Он вспыхнул, как сухой порох, чадя, как догорающие угли.
Реализм, постмодернизм… На самом деле, все пишут собственные сны, а кто пишет лучше — глубже спит. Но себя не переплюнешь: что дано, то не требуется доказывать, а что требуется, того, значит, и не дано. И тогда в ход идут кулаки и локти…
Он закурил.
Нет, мир безумен, потому что секрет успеха в нём прост: есть нужно двумя ложками, а по лестнице подниматься через ступеньку.
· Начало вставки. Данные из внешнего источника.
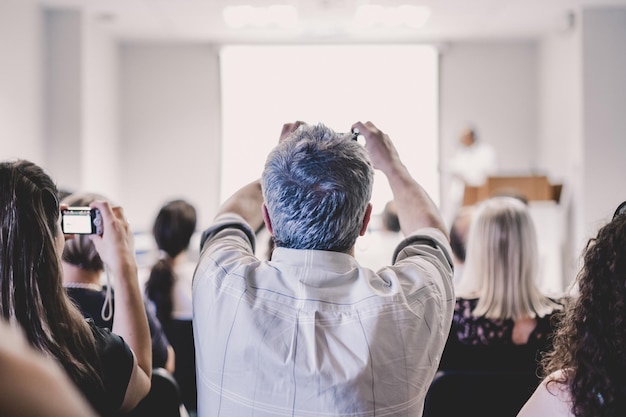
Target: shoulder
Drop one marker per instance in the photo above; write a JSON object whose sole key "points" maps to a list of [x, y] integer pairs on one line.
{"points": [[117, 361], [551, 398], [111, 347], [429, 244], [229, 227]]}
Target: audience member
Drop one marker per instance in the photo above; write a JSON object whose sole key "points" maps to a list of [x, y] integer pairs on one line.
{"points": [[102, 365], [82, 279], [32, 385], [501, 319], [458, 239], [169, 288], [585, 374], [311, 332]]}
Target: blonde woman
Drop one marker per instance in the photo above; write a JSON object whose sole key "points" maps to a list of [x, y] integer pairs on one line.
{"points": [[501, 319]]}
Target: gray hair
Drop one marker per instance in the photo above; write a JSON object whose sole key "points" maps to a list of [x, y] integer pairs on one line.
{"points": [[317, 185], [501, 267]]}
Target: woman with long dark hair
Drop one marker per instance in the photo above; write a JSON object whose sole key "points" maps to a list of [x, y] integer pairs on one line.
{"points": [[112, 370], [585, 375]]}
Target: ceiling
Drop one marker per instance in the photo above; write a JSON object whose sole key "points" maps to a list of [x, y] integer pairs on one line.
{"points": [[323, 21]]}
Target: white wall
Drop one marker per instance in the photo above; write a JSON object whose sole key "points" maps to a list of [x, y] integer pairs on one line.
{"points": [[170, 128], [100, 150], [63, 101], [20, 81], [494, 86], [604, 92], [560, 135]]}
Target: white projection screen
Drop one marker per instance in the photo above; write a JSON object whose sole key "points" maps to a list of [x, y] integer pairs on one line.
{"points": [[394, 86]]}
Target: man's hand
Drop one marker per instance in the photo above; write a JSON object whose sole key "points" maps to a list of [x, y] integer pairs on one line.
{"points": [[289, 128], [382, 151]]}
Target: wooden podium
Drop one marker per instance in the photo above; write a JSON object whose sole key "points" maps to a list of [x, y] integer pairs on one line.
{"points": [[531, 187]]}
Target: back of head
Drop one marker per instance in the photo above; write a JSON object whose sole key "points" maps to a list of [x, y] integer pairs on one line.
{"points": [[29, 266], [502, 262], [317, 184], [31, 288], [80, 251], [591, 340], [391, 222], [174, 226]]}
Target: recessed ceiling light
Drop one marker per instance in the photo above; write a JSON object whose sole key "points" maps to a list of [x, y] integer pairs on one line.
{"points": [[282, 16], [373, 15]]}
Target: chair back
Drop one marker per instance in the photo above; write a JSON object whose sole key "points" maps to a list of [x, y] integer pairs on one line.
{"points": [[483, 393], [164, 398]]}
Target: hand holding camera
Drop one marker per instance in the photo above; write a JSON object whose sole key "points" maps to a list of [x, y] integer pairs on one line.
{"points": [[81, 221]]}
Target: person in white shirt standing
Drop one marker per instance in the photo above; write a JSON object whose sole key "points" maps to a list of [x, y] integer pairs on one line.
{"points": [[470, 165], [311, 332]]}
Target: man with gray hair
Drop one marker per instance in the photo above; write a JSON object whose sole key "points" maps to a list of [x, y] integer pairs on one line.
{"points": [[311, 332]]}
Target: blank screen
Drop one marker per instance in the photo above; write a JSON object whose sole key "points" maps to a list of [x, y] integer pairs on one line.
{"points": [[394, 86]]}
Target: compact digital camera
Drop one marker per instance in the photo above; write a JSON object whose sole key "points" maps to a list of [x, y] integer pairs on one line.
{"points": [[81, 221]]}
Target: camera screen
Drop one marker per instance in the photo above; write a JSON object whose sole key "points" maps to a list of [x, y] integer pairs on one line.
{"points": [[77, 221]]}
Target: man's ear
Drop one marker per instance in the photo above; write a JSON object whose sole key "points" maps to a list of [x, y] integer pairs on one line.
{"points": [[266, 219], [366, 219]]}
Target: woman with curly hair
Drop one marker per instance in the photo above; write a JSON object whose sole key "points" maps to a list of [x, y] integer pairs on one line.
{"points": [[586, 371]]}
Преуспевают те, у кого герои из каждой строчки кричат: «Ах, до чего же талантлив описавший нас!» А я заявляю: искусство безнравственно, когда из кожи вон лезет, чтобы нажиться! Что мы и видим…
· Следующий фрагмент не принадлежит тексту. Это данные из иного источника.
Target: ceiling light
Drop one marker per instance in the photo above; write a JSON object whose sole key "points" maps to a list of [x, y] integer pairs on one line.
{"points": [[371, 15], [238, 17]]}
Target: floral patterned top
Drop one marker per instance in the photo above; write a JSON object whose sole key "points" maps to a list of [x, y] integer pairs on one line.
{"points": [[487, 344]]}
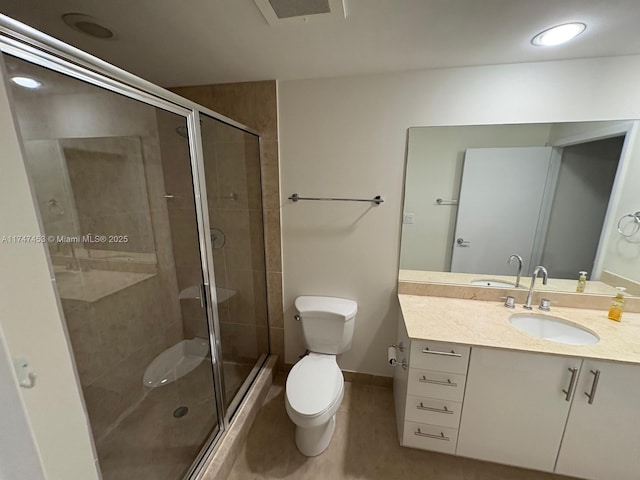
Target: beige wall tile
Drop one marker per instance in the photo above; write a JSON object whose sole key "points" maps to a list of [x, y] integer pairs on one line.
{"points": [[274, 289], [270, 175], [276, 336], [273, 240]]}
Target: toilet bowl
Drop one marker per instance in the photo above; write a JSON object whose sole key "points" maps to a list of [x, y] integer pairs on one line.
{"points": [[315, 385], [314, 392]]}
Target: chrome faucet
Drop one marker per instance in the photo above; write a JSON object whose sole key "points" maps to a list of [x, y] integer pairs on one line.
{"points": [[539, 269], [519, 258]]}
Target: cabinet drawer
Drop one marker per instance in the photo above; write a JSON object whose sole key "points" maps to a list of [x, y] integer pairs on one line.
{"points": [[446, 357], [430, 437], [432, 384], [445, 413]]}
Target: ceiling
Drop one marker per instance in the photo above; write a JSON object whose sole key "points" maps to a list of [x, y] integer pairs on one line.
{"points": [[192, 42]]}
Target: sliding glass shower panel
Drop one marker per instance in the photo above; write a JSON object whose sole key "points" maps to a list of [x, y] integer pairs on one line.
{"points": [[112, 180], [232, 172]]}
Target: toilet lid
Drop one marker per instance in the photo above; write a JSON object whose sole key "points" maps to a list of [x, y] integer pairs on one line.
{"points": [[313, 384]]}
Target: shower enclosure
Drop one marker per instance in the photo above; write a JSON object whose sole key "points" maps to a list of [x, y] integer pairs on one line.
{"points": [[151, 209]]}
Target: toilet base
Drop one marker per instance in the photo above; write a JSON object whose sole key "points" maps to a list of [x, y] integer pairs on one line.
{"points": [[315, 440]]}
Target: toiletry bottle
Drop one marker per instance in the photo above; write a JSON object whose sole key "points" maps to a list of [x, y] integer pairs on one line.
{"points": [[617, 305], [582, 281]]}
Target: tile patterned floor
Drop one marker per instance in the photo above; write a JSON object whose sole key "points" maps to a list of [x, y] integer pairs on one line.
{"points": [[150, 443], [364, 447]]}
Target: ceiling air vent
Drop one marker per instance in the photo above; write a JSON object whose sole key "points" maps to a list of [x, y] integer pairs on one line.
{"points": [[283, 12]]}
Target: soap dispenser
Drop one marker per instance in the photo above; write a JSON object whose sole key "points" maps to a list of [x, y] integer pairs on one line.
{"points": [[617, 305], [582, 281]]}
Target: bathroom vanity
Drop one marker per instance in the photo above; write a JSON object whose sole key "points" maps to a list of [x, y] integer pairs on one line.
{"points": [[470, 383]]}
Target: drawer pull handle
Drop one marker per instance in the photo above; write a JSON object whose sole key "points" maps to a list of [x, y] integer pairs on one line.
{"points": [[446, 354], [418, 433], [432, 409], [594, 386], [572, 383], [448, 383]]}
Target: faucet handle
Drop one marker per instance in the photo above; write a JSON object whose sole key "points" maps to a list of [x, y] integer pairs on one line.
{"points": [[510, 302]]}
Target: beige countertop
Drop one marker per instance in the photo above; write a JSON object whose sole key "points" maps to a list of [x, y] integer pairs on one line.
{"points": [[484, 323]]}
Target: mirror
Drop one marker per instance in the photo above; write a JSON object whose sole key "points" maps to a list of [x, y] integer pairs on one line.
{"points": [[562, 195]]}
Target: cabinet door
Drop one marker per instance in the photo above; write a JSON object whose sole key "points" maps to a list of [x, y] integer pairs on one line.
{"points": [[602, 438], [514, 409]]}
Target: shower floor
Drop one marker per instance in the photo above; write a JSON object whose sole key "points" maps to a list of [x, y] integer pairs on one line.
{"points": [[150, 443]]}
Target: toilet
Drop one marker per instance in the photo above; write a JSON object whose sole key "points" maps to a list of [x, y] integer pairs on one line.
{"points": [[315, 385]]}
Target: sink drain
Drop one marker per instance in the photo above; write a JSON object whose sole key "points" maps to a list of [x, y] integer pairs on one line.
{"points": [[180, 411]]}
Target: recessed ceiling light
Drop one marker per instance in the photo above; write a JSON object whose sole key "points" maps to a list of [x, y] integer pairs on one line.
{"points": [[87, 25], [558, 34], [26, 82]]}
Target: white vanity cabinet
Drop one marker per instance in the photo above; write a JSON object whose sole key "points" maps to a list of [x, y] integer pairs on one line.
{"points": [[429, 394], [602, 438], [515, 407]]}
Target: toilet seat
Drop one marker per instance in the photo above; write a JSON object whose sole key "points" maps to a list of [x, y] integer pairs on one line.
{"points": [[314, 385]]}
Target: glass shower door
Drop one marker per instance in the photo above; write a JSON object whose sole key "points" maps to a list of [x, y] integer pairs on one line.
{"points": [[232, 171], [113, 182]]}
Но он не видел, как за спиной крутили пальцем у виска.
Выступление затягивалось, он говорил уже битый час, а всё не мог остановиться. Закашлявшись, отставлял микрофон, пил мелкими глотками из стакана, продолжая вечную песнь.
Искусство не терпит суеты. Ни суеты, ни угодничества. А сегодня…
Он задрал вверх палец.
…не нужно быть Фрейдом, чтобы заметить, как мир вместо «славные деньки» говорит «главное — деньги»…
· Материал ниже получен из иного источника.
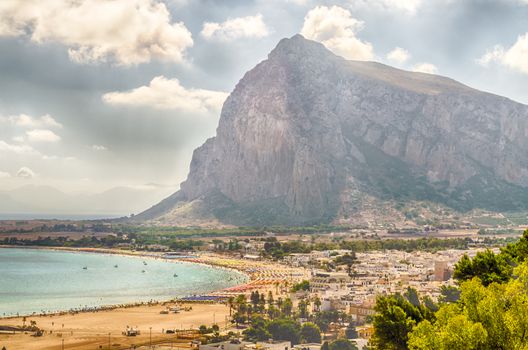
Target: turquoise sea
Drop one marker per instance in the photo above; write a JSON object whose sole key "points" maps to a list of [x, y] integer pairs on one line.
{"points": [[34, 280]]}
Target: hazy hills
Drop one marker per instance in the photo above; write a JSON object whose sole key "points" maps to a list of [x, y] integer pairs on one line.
{"points": [[44, 201], [309, 137]]}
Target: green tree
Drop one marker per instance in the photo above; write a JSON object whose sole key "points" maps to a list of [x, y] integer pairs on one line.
{"points": [[302, 306], [394, 319], [351, 332], [285, 329], [342, 344], [287, 307], [310, 333], [301, 286], [486, 317], [449, 294]]}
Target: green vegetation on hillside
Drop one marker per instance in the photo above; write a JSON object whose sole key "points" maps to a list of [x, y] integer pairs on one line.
{"points": [[488, 311]]}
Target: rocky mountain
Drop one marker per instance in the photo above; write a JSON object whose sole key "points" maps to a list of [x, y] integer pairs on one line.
{"points": [[309, 137]]}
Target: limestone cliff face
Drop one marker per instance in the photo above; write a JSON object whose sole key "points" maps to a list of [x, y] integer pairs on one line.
{"points": [[305, 127]]}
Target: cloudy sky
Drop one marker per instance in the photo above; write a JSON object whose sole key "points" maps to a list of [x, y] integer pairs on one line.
{"points": [[102, 93]]}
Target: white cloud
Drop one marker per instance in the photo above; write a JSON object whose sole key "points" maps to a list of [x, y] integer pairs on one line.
{"points": [[409, 7], [27, 121], [99, 148], [42, 135], [336, 29], [241, 27], [17, 149], [25, 173], [515, 58], [398, 55], [428, 68], [163, 93], [123, 31]]}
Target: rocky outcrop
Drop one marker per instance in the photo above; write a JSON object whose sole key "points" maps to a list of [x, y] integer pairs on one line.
{"points": [[305, 128]]}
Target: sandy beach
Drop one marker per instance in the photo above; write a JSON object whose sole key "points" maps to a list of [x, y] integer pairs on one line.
{"points": [[91, 329]]}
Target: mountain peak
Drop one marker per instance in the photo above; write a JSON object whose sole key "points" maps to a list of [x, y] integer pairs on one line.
{"points": [[308, 137], [298, 45]]}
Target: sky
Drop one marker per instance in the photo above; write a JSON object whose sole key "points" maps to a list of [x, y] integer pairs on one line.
{"points": [[96, 94]]}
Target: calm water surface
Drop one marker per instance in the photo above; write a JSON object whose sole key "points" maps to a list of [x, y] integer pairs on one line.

«А вот ещё оговорка, — внезапно подсказали ему, — один стоял на балконе, хотел сплюнуть, а вместо этого спрыгнул головой вниз на мостовую…»
…а когда деньги проникают всюду, как метастазы, умирает не только искусство…
Он многозначительно замолчал.
Сейчас поясню. Я прибыл сюда на метро с одним поэтом. «Сколько мыслей едет!» — сказал он в набитом вагоне. Но заблуждался: ехали газеты, желания, тревоги, гримасы, надежды, воспоминания. А мысли — ни одной! Ибо мысли — это то, что переживёт нас, как бокалы — вино…
Он махнул рукой.
А что переживёт нас? Глупость?
Он вконец разошёлся, ладонь с жаром рубила воздух. «Из тебя рассказчик как из дерьма пуля!» — вдруг послышалось ему. Он развёл руками:
…Что делать — правда скучна. А вот ещё заблуждение. Кажется, будто мир устроен, как лестница: наверху стоят достойные, умные, а выясняется — прохвосты, которые тянут друг друга за уши! Вот вам и седьмое небо! Может, и Бога нет — сидит какой-нибудь олух, недоучка, с которым и поговорить-то не о чем…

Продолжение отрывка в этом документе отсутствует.